A construção de uma regulamentação colaborativa

Apesar de prevista na Constituição Federal de 1988 e regulamentada pela Lei nº 8.069/90 (Estatuto da Criança e do Adolescente), a classificação indicativa de obras audiovisuais, jogos eletrônicos e de interpretação (RPG) foi implementada como política pública no Brasil, em 2006, com a publicação do Manual da Nova Classificação Indicativa – resultado de uma série de fóruns participativos entre governos e sociedade. Após a consolidação do sistema brasileiro de Classificação Indicativa – que envolve governo federal, Ministério Público, emissoras de televisão, produtores, distribuidores e exibidores de filmes, empresas de jogos e sociedade – e reconhecendo as avanços e transformações tecnológicos ou da própria sociedade, o Ministério da Justiça, por meio da Secretaria Nacional de Justiça (SNJ), levará novamente ao debate os critérios e as normas que regulamentam a referida política pública.
A necessidade de revisão das portarias ministeriais que regulam a matéria (Portaria SNJ nº 8/06 – Manual da Classificação Indicativa; Portaria MJ nº 1.100/06 – cinema e jogos; Portaria MJ nº 1.220/07 – televisão; Portaria SNJ nº 14/09 – obras seriadas; Portaria MJ nº 3.023/10 – festivais e mostras audiovisuais) já havia sido identificada pelo Departamento de Justiça, Classificação, Títulos e Qualificação, da SNJ. A necessidade foi corroborada na I Conferência Nacional de Comunicação, realizada em Brasília, em dezembro de 2009.
No que se refere ao procedimento, a opção do Governo brasileiro foi utilizar plataforma online para promover debate público aberto e participativo. A transparência do processo de elaboração da nova portaria e de revisão dos critérios da Classificação Indicativa reforça a posição crítica brasileira a processos fechados de negociação.
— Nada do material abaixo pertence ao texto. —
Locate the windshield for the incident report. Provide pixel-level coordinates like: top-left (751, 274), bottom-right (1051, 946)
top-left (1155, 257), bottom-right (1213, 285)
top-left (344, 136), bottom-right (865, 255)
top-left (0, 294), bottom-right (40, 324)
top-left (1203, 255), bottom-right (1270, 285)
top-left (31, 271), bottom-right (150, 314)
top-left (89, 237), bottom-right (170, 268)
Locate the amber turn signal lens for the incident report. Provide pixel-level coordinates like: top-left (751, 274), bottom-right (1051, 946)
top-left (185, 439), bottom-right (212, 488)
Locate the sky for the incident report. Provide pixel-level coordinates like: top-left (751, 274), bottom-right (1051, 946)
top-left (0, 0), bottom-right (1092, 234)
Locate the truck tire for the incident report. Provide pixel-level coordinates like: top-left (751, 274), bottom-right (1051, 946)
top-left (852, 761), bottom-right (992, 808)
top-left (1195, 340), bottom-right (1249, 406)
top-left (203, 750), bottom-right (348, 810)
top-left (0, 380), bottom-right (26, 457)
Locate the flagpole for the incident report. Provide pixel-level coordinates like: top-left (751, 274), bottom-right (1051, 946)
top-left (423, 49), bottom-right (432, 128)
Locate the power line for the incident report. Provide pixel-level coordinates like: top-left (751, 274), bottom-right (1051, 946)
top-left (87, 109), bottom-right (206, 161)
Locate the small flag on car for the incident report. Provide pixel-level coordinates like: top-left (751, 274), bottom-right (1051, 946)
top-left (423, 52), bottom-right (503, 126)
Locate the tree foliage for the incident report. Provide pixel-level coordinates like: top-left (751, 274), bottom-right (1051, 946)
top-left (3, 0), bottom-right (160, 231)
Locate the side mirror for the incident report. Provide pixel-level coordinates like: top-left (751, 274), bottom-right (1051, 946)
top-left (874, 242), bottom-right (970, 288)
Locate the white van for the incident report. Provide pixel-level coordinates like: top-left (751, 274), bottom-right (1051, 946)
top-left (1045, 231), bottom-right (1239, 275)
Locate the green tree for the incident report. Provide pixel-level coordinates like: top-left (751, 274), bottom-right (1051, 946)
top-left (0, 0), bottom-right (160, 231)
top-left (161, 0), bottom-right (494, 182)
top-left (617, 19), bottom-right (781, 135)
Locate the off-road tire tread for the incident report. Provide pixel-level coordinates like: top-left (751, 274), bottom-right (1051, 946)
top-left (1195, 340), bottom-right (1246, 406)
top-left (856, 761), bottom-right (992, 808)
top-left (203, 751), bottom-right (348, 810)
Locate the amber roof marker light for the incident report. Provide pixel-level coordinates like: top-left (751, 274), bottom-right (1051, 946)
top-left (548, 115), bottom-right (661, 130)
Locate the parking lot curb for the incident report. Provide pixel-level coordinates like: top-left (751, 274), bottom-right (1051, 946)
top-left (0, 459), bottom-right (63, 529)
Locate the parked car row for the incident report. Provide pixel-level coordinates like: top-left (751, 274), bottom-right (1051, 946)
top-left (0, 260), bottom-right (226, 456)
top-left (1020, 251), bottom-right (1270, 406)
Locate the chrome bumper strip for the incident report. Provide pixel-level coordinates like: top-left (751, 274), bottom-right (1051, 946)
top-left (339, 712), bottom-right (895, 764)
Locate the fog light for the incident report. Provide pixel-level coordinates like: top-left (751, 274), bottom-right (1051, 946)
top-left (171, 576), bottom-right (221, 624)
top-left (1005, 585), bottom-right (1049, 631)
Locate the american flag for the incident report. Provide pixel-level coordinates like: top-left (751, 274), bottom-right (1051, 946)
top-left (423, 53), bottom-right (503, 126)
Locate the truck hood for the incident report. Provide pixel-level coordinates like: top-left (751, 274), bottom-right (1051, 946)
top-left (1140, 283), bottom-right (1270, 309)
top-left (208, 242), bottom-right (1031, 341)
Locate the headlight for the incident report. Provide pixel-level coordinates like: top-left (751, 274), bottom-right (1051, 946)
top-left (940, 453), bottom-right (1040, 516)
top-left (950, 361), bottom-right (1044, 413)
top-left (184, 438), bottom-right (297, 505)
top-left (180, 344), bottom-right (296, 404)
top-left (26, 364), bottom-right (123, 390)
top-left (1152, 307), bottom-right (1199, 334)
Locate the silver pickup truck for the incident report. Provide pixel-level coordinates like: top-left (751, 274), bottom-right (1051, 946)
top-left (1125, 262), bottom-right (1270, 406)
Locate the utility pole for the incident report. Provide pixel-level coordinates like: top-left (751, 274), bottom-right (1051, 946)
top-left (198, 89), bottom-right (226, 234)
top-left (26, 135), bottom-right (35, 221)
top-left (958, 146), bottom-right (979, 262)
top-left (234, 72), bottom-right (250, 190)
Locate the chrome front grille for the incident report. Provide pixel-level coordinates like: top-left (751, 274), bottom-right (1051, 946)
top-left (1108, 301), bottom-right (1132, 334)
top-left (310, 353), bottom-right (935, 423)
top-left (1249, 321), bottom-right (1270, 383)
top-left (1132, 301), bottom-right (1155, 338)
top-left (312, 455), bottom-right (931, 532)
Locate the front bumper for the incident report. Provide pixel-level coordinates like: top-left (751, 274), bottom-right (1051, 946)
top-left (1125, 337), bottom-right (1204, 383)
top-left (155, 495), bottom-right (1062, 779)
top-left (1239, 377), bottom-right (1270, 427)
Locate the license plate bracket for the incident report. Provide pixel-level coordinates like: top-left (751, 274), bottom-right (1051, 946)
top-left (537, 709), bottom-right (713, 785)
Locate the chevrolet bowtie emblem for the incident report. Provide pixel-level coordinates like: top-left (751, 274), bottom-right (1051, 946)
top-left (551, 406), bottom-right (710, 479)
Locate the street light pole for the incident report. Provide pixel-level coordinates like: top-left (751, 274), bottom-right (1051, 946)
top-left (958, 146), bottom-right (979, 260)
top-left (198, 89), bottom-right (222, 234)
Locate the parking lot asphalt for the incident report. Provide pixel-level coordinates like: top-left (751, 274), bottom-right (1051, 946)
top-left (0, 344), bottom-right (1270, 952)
 O debate público de critérios e normas

Entre 18 de Novembro de 2010 e 27 de Abril de 2011 o portal da Classificação Indicativa no CulturaDigital.br hospedou um intenso e democrático debate sobre as normas e critérios da classificação indicativa. Veja abaixo a nota de lançamento do debate:

Após quatro anos da publicação da primeira portaria ministerial que regulamenta o processo de Classificação Indicativa para cinema (Portaria MJ nº1.100/2006) e três anos da portaria para televisão (Portaria MJ nº 1.220/2007); atentos aos avanços tecnológicos, às mudanças das características familiares; da consolidação da política pública da Classificação Indicativa e de reuniões frequentes com os atores envolvidos no sistema brasileiro de Classificação Indicativa, a Secretaria Nacional de Justiça, do Ministério da Justiça, numa perspectiva de atualização e de conhecimento das novas demandas do Governo, sociedade e emissoras, lança este Debate Público para atualizar a regulamentação e os critérios da Classificação Indicativa. A proposta é estimular a participação ativa dos diversos atores sociais envolvidos com o assunto. Por isso, o processo é desenvolvido, primordialmente, pela Internet. A consulta durou 30 (trinta) dias e aconteceu apenas pela Internet. Foi  abertas para consulta a elaboração de Portaria única do Ministro da Justiça com a regulamentação dos temas correlatos à Classificação Indicativa, como também as cinco portarias ministeriais que tratam sobre o assunto.